Another limitation is our lack of treatment fidelity data on the confederate caregiver’s engagement in target errors (e.g., failing to secure child attention). Prior to each session, the confederate caregiver and experimenter reviewed the errors to be made for that session. Although we did not directly collect data on the programmed errors, the second author and had over 15 years of experience with implementing DTT procedures and committing the target errors did not present a challenge. Related to the confederate caregiver errors, we recognize that our decision to systematically reduce the number of errors made by the confederate caregiver may have impacted our results. We decided to reduce the errors in this fashion because we wanted to simulate a real-life scenario in which a caregiver’s treatment fidelity would improve over time. We believe that it is unlikely that this decision meaningfully impacted the participants’ percentage of correct caregiver coaching because the components related to error correction were scored with an overall score of correct or incorrect. That is if the confederate caregiver engaged in five errors and the participant corrected four of the errors, this component was marked as incorrect because the participant did not correct all of the errors. There were no sessions in which the confederate caregiver did not make any errors. We do not have data to suggest that by the end of the study each participant could accurately identify 100% of caregiver errors as specific errors (e.g., failing to secure attention) were not consistently presented. That is, if the participant did not correct the caregiver’s failure to secure attention during one session, the caregiver engaging in this specific error in another session would be necessary to determine whether the participant would correct this error in the future. We did not record this level of detail within data collection, nor did we control presentation of specific errors in this manner. Future researchers should consider collecting data that may be more sensitive to the presentation of specific errors. A final limitation is the fact that during the study the participants were more than halfway through their master’s program. It is possible that these procedures may have been less effective with participants at the beginning of their program of study.

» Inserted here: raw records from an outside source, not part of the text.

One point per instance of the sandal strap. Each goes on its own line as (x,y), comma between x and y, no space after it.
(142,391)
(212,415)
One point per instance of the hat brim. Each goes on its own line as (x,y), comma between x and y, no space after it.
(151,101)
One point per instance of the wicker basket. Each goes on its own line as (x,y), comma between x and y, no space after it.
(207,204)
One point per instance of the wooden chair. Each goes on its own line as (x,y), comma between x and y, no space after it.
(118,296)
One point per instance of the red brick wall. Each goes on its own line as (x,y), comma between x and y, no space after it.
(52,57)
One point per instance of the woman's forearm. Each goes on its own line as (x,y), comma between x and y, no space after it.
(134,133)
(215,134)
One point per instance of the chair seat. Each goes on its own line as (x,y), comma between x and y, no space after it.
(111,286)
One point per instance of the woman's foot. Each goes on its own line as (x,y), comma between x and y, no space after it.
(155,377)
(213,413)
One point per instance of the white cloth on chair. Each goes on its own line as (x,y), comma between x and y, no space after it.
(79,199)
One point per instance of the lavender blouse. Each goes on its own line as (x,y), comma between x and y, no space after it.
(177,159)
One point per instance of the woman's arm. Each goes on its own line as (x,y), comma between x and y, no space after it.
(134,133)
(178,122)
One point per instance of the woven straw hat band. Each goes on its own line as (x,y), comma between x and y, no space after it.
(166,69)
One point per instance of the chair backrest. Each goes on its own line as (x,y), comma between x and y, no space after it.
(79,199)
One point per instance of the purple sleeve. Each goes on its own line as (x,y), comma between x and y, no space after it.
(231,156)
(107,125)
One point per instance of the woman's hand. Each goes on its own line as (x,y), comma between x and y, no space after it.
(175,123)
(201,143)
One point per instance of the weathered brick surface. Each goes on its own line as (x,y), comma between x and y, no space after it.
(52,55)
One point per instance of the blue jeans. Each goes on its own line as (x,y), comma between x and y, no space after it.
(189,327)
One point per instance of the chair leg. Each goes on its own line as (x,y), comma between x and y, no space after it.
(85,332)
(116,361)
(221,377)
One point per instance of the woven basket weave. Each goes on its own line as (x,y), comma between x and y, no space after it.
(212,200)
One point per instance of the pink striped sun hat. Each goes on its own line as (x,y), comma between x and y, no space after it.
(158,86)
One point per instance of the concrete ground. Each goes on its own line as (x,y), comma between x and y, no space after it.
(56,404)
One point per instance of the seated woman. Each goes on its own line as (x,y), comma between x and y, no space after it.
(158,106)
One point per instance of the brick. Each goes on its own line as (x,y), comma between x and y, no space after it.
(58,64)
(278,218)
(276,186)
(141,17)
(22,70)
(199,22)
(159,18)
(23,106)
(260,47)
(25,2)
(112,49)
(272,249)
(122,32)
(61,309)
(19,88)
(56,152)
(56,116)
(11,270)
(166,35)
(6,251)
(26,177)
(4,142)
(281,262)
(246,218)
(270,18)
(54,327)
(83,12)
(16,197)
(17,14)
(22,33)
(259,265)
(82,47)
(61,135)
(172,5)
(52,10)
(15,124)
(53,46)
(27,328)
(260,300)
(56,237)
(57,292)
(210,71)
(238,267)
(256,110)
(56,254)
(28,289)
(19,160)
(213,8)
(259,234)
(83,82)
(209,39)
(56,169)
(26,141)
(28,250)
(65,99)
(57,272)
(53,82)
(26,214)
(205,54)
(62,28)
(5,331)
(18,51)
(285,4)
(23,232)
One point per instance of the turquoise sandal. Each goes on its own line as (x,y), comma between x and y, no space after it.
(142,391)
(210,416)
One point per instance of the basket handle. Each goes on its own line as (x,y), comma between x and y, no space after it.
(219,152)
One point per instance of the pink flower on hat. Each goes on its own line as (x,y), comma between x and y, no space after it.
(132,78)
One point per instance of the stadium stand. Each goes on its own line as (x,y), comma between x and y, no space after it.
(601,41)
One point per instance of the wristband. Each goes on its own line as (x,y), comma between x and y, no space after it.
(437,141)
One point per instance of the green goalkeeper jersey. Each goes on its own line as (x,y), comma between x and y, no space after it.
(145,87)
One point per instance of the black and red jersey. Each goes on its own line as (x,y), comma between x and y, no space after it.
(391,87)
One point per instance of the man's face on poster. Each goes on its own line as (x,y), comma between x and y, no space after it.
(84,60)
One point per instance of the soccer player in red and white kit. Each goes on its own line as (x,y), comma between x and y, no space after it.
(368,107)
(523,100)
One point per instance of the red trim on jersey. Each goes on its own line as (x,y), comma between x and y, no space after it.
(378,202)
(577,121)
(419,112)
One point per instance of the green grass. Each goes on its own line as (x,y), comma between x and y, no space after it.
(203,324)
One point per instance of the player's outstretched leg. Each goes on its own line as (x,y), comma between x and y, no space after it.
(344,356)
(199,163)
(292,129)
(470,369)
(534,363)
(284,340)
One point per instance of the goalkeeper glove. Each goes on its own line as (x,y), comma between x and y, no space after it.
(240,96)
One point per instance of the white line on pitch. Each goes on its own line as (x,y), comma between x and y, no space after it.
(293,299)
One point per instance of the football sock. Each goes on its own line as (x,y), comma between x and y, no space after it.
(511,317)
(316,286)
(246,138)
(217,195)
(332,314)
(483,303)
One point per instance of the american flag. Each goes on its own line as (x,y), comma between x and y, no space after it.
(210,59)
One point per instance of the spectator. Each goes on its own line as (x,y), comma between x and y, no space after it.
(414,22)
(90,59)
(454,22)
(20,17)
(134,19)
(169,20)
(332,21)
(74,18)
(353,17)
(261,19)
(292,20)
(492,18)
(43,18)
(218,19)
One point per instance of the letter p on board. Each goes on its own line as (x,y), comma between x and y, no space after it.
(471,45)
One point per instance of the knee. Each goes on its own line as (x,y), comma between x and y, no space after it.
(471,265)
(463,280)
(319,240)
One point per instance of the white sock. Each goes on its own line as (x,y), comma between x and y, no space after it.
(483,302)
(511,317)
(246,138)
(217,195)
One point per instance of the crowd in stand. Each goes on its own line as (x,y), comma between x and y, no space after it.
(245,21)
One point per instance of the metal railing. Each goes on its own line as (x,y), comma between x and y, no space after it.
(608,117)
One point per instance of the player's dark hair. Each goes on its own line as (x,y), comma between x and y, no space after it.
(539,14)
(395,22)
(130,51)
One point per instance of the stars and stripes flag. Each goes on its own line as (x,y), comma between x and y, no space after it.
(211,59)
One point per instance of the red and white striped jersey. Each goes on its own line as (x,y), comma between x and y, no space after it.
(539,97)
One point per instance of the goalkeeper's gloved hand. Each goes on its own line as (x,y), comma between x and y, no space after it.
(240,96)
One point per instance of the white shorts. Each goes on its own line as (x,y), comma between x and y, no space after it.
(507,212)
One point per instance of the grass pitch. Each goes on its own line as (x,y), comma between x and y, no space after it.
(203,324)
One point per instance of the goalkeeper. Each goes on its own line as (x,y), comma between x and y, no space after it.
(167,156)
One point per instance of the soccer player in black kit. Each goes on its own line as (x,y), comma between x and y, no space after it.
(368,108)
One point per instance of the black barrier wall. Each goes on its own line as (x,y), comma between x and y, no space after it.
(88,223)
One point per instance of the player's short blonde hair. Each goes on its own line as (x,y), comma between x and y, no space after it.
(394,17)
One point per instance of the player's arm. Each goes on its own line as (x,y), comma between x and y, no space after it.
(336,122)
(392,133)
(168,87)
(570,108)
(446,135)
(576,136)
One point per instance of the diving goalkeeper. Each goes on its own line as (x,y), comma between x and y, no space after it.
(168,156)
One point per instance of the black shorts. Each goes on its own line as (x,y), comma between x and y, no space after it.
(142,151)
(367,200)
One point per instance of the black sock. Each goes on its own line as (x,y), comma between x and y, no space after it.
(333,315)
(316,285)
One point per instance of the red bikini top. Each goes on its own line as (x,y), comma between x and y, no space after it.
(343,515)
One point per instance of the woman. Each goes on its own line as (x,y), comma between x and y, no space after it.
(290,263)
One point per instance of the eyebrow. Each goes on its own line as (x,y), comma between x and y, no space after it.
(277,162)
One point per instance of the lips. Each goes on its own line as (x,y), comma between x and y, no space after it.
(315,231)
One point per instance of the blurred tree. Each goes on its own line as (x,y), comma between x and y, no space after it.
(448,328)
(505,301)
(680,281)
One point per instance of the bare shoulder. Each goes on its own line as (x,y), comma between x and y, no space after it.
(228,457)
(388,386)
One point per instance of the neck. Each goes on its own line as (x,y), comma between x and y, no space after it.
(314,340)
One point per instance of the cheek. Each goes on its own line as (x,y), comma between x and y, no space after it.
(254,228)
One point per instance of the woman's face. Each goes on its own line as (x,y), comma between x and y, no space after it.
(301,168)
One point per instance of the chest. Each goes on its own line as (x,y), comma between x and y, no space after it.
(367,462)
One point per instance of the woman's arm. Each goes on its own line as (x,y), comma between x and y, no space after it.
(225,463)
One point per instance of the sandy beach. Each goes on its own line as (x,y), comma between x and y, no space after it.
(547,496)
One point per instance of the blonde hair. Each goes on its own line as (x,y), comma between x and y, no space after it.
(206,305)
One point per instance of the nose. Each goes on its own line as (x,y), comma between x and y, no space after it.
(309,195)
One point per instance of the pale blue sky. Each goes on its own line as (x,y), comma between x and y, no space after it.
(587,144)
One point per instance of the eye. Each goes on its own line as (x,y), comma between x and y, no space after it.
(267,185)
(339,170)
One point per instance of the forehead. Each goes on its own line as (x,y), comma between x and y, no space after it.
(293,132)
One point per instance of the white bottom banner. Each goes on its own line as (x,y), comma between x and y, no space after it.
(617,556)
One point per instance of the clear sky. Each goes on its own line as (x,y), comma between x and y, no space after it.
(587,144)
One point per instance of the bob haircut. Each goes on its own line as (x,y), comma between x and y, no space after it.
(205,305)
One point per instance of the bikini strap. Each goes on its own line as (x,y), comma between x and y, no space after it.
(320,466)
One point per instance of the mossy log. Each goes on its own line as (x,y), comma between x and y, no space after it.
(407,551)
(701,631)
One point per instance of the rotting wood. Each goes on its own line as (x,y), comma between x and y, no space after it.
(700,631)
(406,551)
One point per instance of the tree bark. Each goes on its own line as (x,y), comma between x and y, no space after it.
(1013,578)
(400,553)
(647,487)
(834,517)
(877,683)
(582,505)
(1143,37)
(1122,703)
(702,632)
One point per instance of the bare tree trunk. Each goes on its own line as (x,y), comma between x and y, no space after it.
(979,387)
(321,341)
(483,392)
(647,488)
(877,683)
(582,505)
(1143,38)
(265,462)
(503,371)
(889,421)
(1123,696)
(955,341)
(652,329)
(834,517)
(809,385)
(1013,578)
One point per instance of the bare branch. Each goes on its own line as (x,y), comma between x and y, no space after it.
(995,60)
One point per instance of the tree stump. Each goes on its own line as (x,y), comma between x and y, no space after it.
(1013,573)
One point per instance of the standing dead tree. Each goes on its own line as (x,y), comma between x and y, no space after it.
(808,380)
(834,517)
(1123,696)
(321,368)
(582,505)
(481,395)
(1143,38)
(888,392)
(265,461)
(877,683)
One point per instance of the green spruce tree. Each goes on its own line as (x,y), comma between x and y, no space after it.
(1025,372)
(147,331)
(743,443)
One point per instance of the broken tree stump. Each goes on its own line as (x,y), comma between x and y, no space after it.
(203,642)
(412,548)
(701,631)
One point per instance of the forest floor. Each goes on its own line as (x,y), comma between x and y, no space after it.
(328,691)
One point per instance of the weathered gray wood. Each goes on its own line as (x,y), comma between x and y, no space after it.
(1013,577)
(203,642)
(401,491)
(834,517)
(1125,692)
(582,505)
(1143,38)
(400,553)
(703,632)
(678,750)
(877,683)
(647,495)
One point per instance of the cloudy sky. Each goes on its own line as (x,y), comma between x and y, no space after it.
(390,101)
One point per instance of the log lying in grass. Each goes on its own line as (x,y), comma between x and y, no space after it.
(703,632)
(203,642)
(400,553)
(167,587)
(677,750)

In conclusion, we found that delayed performance feedback delivered remotely improved caregiver coaching for seven master’s students. While a growing body of evidence supports telehealth to train others to implement evidence-based educational practices (Neely et al., 2017), this study is a first to specifically evaluate remote delayed performance feedback among individuals completing supervised field experience toward earning a BCBA® credential. Overall, this study provides encouraging evidence of the effectiveness of remote supervision in increasing caregiver coaching. In addition, participants reported satisfaction with the procedures suggesting further research on these procedures is warranted.